Тоневые избы рублены ладно. Внутри скромны. Дверной проём низкий. Пройдёшь через увешанные поплавками и верёвками сени и, наклонив голову, шагнёшь в избу. А там, справа от двери, – полки с кухонной утварью и печь, как правило, русская, с лежанкой, чтобы после общения со студёным морем мог помор кости отогреть. За печью – нары, во всю ширь избы. К окошку пристроился сшитый из толстых досок стол. Из того же материала сделаны скамейки.

В начале XIX века на берегу Белого моря от реки Поной до Порьей Губы было двадцать поселений, жители которых ловили сёмгу и селёдку на почти пятистах тоневых участках. В среднем на километр берега выходило по одной тоне.

Но на уловистых местах они располагались в ста-ста пятидесяти метрах друг от друга.

Как правило, в декабре жители поморских сёл собирались на сход. Сельский староста выставлял на торги тоневые участки. За относительно небольшие деньги поморы могли купить ярлык (документ на право эксплуатации) на любой участок. Обычно семьи покупали один и тот же ярлык. Таким образом, не являясь частной собственностью, тони имели своих хозяев.

Результат торгов утверждался приговором сельского схода и подписывался всеми хозяевами. С этого момента у поморов начиналась подготовка к новому рыболовному сезону. Всю зиму они готовили снасти, проверяли и ремонтировали карбасы и инструменты.

В конце мая – начале июня берег приходил в движение. Женщины и дети гнали на свои участки коров и овец. Мужчины шли на тони морем. Шхуны и карбасы были основательно загружены всем необходимым для промысла – орудия лова, солью, посудой. До поздней осени Терский берег напоминал огромную деревню, единственная улица которой растянулась на пятьсот километров.

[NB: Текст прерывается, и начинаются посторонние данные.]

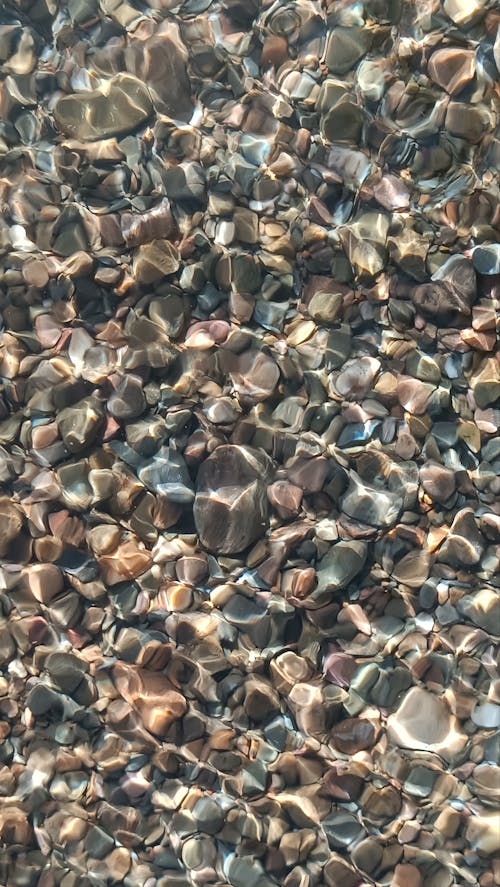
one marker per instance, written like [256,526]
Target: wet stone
[230,507]
[121,105]
[249,451]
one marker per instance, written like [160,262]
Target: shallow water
[249,458]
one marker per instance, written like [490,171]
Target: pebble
[119,106]
[248,443]
[230,507]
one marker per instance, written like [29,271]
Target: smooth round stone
[127,400]
[156,260]
[35,273]
[345,47]
[341,564]
[353,735]
[467,122]
[79,425]
[120,105]
[424,722]
[452,68]
[160,62]
[487,715]
[420,782]
[168,475]
[209,816]
[368,505]
[325,307]
[11,521]
[231,506]
[486,259]
[413,569]
[342,829]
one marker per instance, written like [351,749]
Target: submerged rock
[120,105]
[231,506]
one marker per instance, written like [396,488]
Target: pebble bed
[249,451]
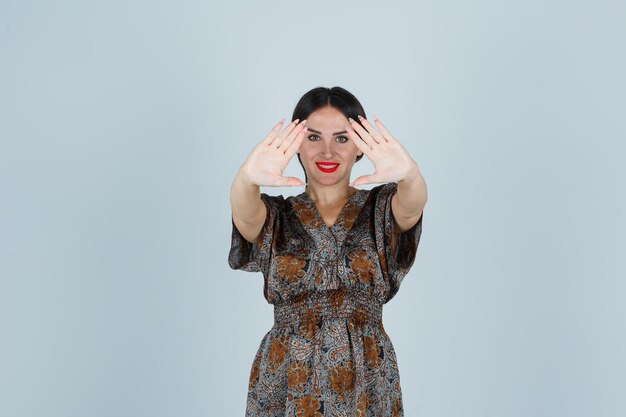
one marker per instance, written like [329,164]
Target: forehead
[327,117]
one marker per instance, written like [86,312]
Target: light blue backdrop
[121,127]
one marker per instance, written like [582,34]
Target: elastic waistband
[312,307]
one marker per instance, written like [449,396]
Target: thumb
[364,179]
[291,182]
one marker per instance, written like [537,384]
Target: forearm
[245,200]
[410,199]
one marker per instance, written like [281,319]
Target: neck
[327,195]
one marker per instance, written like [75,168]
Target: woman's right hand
[269,158]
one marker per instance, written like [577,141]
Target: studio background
[122,125]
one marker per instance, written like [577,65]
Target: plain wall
[123,123]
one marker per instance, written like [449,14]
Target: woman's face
[327,152]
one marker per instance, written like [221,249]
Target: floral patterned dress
[327,353]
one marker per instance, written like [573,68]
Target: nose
[328,149]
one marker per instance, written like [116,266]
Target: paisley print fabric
[327,353]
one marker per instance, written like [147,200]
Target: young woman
[330,256]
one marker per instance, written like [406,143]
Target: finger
[363,147]
[292,135]
[284,133]
[371,129]
[366,179]
[295,145]
[359,142]
[364,134]
[270,136]
[384,131]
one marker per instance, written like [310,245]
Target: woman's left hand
[392,163]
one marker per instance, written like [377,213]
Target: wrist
[412,175]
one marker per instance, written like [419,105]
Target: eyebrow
[334,134]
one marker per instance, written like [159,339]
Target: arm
[248,210]
[408,203]
[264,166]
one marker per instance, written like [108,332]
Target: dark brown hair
[336,97]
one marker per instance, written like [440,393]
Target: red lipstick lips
[327,166]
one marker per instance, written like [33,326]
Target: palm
[391,161]
[269,158]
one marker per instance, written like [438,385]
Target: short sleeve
[394,265]
[249,256]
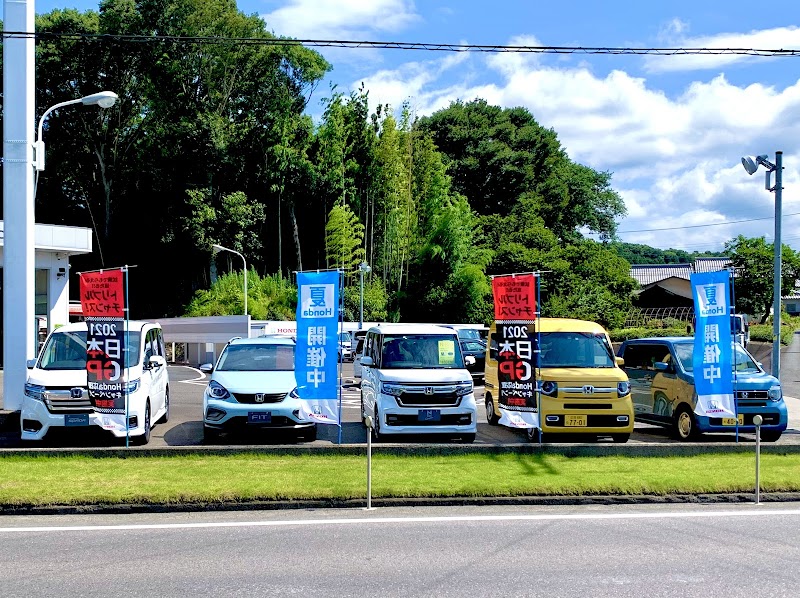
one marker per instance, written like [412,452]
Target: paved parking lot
[185,427]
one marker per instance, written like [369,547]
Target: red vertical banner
[103,305]
[514,298]
[514,310]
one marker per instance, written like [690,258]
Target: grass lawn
[74,480]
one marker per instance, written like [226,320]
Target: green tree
[753,263]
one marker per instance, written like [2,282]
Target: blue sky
[672,130]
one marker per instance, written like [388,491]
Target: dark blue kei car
[663,393]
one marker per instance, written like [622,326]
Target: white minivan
[56,393]
[414,381]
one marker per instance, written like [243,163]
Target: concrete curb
[531,501]
[425,450]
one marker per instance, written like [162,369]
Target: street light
[751,164]
[104,99]
[363,268]
[217,249]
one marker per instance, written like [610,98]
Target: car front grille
[250,399]
[60,400]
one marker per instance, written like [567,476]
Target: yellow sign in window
[447,352]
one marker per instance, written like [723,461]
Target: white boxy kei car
[414,381]
[56,392]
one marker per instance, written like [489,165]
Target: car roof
[133,325]
[267,339]
[412,329]
[660,339]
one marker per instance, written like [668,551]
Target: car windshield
[575,349]
[410,351]
[67,351]
[257,358]
[741,360]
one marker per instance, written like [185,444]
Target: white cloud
[780,38]
[341,19]
[675,160]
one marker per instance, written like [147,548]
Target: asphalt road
[185,427]
[631,550]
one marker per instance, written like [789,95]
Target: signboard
[103,306]
[317,353]
[514,298]
[711,359]
[515,308]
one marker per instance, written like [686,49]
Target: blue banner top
[317,353]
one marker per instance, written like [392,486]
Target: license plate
[76,419]
[259,417]
[429,415]
[575,421]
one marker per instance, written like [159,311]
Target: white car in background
[252,387]
[56,393]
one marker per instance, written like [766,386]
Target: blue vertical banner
[317,353]
[713,350]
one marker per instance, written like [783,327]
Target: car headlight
[549,388]
[34,391]
[463,388]
[391,389]
[215,390]
[131,387]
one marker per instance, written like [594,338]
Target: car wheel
[165,418]
[685,424]
[210,434]
[491,416]
[144,438]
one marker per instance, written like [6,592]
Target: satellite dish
[750,164]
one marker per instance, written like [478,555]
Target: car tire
[165,418]
[144,438]
[210,435]
[491,416]
[685,425]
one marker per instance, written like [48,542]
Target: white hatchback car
[252,386]
[56,393]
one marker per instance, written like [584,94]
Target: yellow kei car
[582,386]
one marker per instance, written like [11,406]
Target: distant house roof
[648,274]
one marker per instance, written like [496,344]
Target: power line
[650,230]
[431,47]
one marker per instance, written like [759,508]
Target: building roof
[648,274]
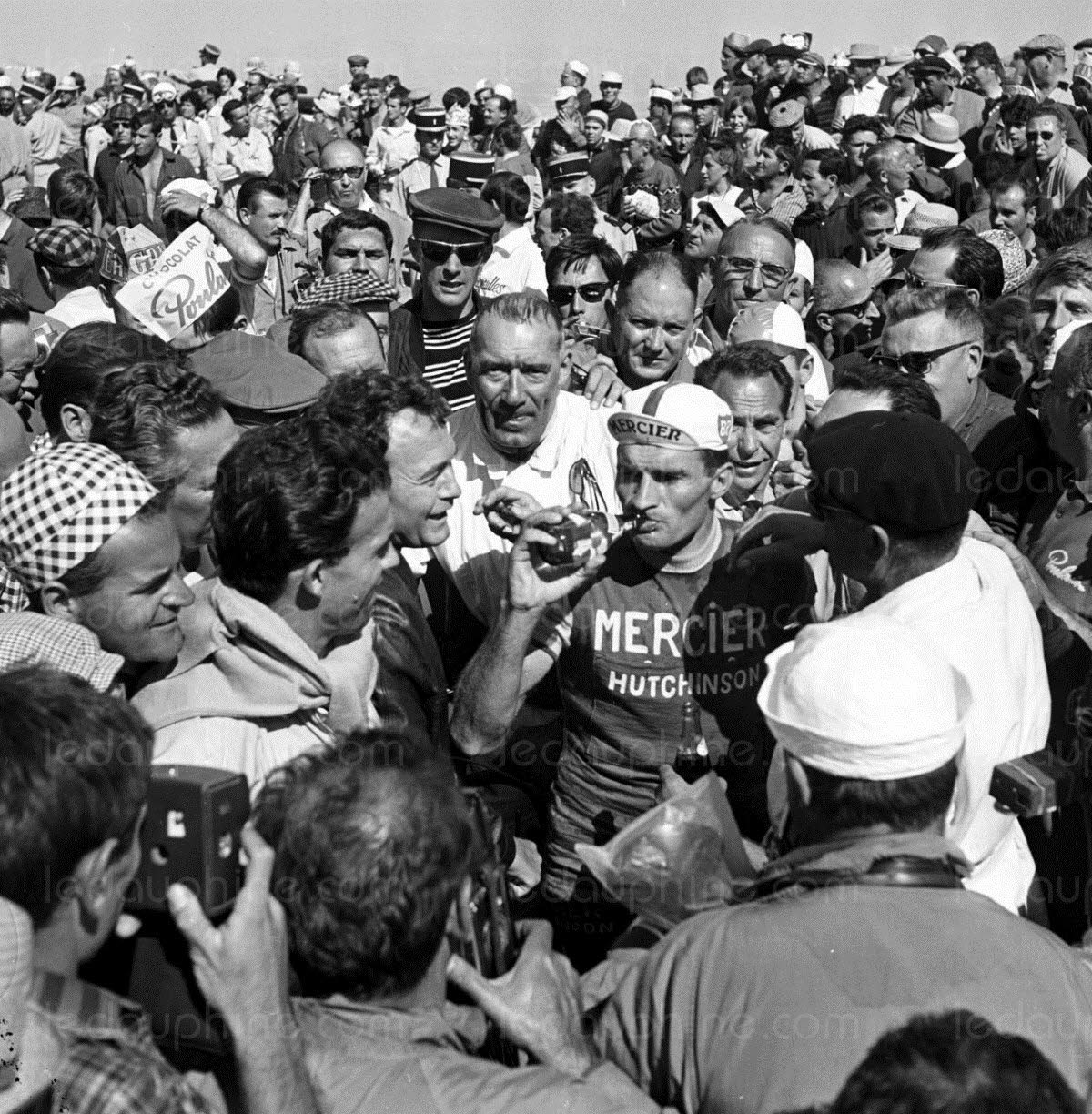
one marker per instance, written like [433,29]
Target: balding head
[838,283]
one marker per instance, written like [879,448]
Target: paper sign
[184,283]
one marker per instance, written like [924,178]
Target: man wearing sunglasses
[1060,170]
[452,238]
[936,334]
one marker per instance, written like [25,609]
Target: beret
[903,471]
[455,210]
[256,377]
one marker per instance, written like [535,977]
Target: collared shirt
[1062,178]
[417,177]
[109,1060]
[474,557]
[365,1056]
[391,148]
[864,101]
[516,264]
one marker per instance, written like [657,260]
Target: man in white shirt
[522,436]
[866,89]
[430,169]
[239,150]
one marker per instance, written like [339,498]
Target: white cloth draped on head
[864,697]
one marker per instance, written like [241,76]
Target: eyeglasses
[338,172]
[436,251]
[589,292]
[773,275]
[915,363]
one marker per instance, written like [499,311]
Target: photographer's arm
[242,970]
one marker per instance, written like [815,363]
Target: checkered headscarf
[58,507]
[349,287]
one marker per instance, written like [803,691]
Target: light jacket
[248,694]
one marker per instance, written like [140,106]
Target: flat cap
[258,379]
[785,114]
[65,245]
[349,288]
[470,168]
[1044,44]
[452,212]
[430,119]
[569,167]
[904,471]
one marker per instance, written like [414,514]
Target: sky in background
[436,45]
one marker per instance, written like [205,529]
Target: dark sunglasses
[336,173]
[589,292]
[470,255]
[915,363]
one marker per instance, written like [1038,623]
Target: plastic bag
[675,860]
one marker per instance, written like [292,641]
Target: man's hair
[905,393]
[830,160]
[977,263]
[1067,267]
[329,319]
[508,135]
[456,96]
[75,774]
[372,841]
[287,495]
[953,302]
[139,411]
[905,805]
[868,200]
[862,123]
[524,308]
[659,265]
[579,251]
[150,117]
[760,222]
[753,361]
[1016,180]
[956,1063]
[252,188]
[73,197]
[14,309]
[365,406]
[986,55]
[357,222]
[82,359]
[1017,110]
[571,212]
[1054,112]
[885,156]
[1057,228]
[510,194]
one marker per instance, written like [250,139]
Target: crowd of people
[304,398]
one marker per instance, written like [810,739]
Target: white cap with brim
[864,697]
[673,416]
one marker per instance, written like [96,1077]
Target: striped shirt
[445,359]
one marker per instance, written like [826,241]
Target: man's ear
[57,601]
[76,422]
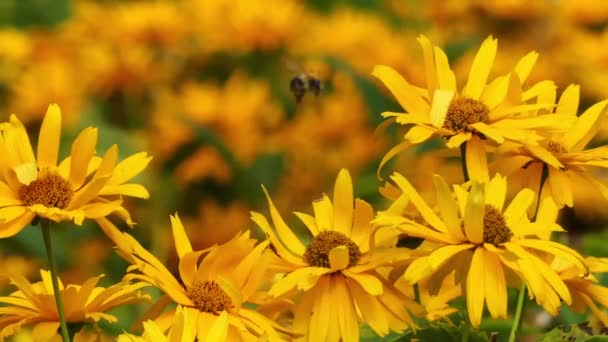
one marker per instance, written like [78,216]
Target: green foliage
[445,332]
[573,333]
[34,13]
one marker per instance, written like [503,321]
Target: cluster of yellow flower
[345,267]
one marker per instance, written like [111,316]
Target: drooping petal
[474,213]
[343,203]
[480,69]
[475,287]
[401,90]
[476,160]
[49,137]
[83,149]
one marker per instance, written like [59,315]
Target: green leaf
[444,332]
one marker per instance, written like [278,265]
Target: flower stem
[46,233]
[522,292]
[518,313]
[463,160]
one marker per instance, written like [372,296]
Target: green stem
[46,233]
[518,313]
[463,160]
[522,292]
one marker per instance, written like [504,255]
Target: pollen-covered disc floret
[50,190]
[555,147]
[464,111]
[208,296]
[317,253]
[495,229]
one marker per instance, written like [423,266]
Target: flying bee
[303,82]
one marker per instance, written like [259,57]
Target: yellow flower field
[212,170]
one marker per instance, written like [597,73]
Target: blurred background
[204,87]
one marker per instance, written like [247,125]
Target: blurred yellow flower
[481,111]
[183,329]
[487,247]
[337,270]
[81,186]
[562,152]
[212,290]
[34,304]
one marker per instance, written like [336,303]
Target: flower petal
[50,135]
[480,69]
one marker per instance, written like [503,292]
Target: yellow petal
[585,127]
[343,203]
[568,102]
[429,64]
[448,208]
[476,160]
[370,283]
[559,181]
[445,75]
[401,90]
[525,64]
[182,243]
[48,140]
[284,232]
[303,279]
[418,134]
[474,213]
[475,287]
[219,329]
[442,98]
[26,173]
[338,258]
[496,191]
[130,167]
[425,210]
[480,69]
[83,150]
[495,286]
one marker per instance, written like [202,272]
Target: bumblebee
[304,82]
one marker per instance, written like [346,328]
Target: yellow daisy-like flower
[585,290]
[337,270]
[81,186]
[482,109]
[183,329]
[562,152]
[34,304]
[213,283]
[484,245]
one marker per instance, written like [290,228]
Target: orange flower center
[51,190]
[208,296]
[555,147]
[495,229]
[317,253]
[464,111]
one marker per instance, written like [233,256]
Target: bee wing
[292,66]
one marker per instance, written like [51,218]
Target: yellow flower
[487,247]
[336,271]
[81,186]
[585,290]
[182,329]
[493,110]
[34,304]
[212,290]
[562,152]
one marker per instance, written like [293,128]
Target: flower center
[555,147]
[317,253]
[50,190]
[495,230]
[208,296]
[464,111]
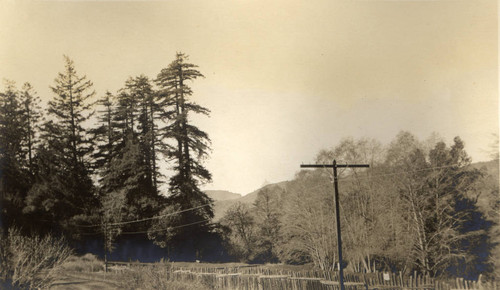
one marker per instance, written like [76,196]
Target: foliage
[30,262]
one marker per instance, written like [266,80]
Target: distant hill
[225,199]
[222,195]
[223,204]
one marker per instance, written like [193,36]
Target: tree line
[415,209]
[87,165]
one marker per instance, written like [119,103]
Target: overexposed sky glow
[284,78]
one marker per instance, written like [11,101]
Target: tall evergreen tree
[64,191]
[191,144]
[31,118]
[13,173]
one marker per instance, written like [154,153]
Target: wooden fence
[262,277]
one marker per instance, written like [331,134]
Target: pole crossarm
[331,165]
[334,165]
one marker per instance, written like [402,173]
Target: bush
[85,263]
[30,262]
[158,277]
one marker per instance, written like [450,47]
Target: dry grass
[158,276]
[30,262]
[87,263]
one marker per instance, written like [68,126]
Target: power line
[162,230]
[402,172]
[150,218]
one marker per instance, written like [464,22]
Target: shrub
[85,263]
[29,262]
[158,277]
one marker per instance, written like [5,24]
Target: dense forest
[88,168]
[421,206]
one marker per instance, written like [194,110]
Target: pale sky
[284,78]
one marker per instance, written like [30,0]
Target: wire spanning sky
[283,78]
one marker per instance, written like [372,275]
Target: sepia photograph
[249,144]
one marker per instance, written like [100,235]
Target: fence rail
[261,277]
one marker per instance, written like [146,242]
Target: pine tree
[14,177]
[64,191]
[31,118]
[191,144]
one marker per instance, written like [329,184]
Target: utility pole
[105,246]
[334,165]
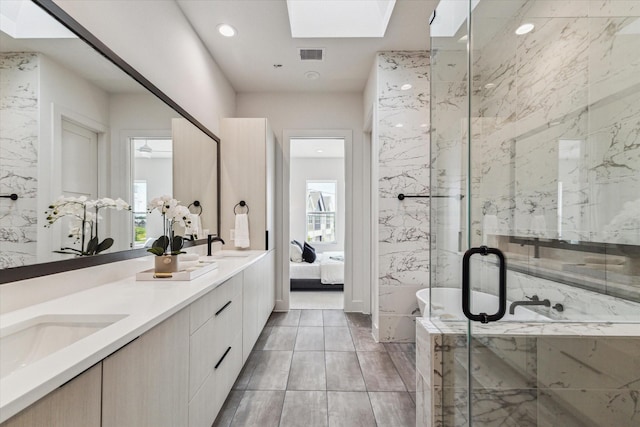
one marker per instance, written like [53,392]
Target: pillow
[308,253]
[295,253]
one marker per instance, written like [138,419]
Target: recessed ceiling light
[312,75]
[226,30]
[524,29]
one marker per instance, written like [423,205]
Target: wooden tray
[184,275]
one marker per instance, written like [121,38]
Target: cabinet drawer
[208,400]
[209,304]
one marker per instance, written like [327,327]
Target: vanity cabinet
[146,383]
[258,301]
[247,166]
[76,403]
[215,350]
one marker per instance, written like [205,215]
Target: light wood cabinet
[76,403]
[215,350]
[247,165]
[146,382]
[258,300]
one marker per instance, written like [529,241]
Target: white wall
[319,111]
[315,169]
[133,115]
[64,94]
[156,39]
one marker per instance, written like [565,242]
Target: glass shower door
[535,112]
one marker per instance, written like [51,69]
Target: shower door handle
[466,285]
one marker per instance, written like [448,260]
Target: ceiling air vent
[311,54]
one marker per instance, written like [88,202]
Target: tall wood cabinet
[247,172]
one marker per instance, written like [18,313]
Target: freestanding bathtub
[447,305]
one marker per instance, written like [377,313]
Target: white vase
[166,264]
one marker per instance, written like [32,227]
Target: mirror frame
[14,274]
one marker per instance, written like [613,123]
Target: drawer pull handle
[223,307]
[222,358]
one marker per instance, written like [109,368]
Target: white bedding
[329,271]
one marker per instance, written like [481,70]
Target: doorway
[317,222]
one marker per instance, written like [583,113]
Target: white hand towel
[538,225]
[489,226]
[196,226]
[242,231]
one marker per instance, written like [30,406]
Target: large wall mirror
[74,124]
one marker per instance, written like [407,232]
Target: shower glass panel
[536,142]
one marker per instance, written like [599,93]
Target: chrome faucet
[534,300]
[210,239]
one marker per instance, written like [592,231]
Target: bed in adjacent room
[325,273]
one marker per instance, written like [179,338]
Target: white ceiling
[317,148]
[264,39]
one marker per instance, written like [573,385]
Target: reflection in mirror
[74,124]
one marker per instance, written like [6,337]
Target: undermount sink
[31,340]
[231,254]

В октябре-ноябре поморы возвращались домой. В тоневой избе оставляли бочёнок солёной беломорской сельди, куль сухарей, щепотку соли и поленницу дров – всё на случай, если кто-то попадёт в беду и останется без пищи и крова.

Сегодня тоневых изб на берегу немного. Большинство из них разрушено, и места, где они находилось, можно определить только по сиротливо торчащим вешалам да еле заметным фундаментам строений. Старики с трудом вспоминают названия бывших тоневых участков, а молодёжь не знает о них ничего. И не стоит в избушке на берегу бочонок солёной беломорской сельди.

Жизнь в Чаваньге

С ветераном колхоза и старожилом Чаваньги Алексеем Корниловичем Клещёвым мы встречались не раз. От него и его гостеприимной жены я узнал много интересного. Алексей Корнилович – представитель одной из самых крепких поморских фамилий, с вековыми корнями и традициями. Он много видел, много знает. Его оценке можно доверять.

– Вырождается берег, – считает Алексей Корнилович. – Виданное ли дело, чтобы свои в реке браконьерили? Да ни в жизнь, потому что понимали: подорвём стадо – без улова останемся! А сейчас, кто что хочет, то и делает.

– И не светло как-то всё – уточняет его жена Галина Ниловна. Был подъём перед войной, но оборвался. После войны скудно жили, да честно. Каждый колхозный рубль берегли. Бывало, съездит председатель в командировку, а потом перед правлением за каждую копейку отсчитывается. А сейчас? Сейчас никто ни перед не отчитывается и никто ничего не знает. Сидим без хлеба и без перспективы. Стыдно сказать: в Чаваньге нет молока. Надаивают какие-то литры и раздают их по списку особо нуждающимся. А раньше молока было столько, что отправляли в Умбу.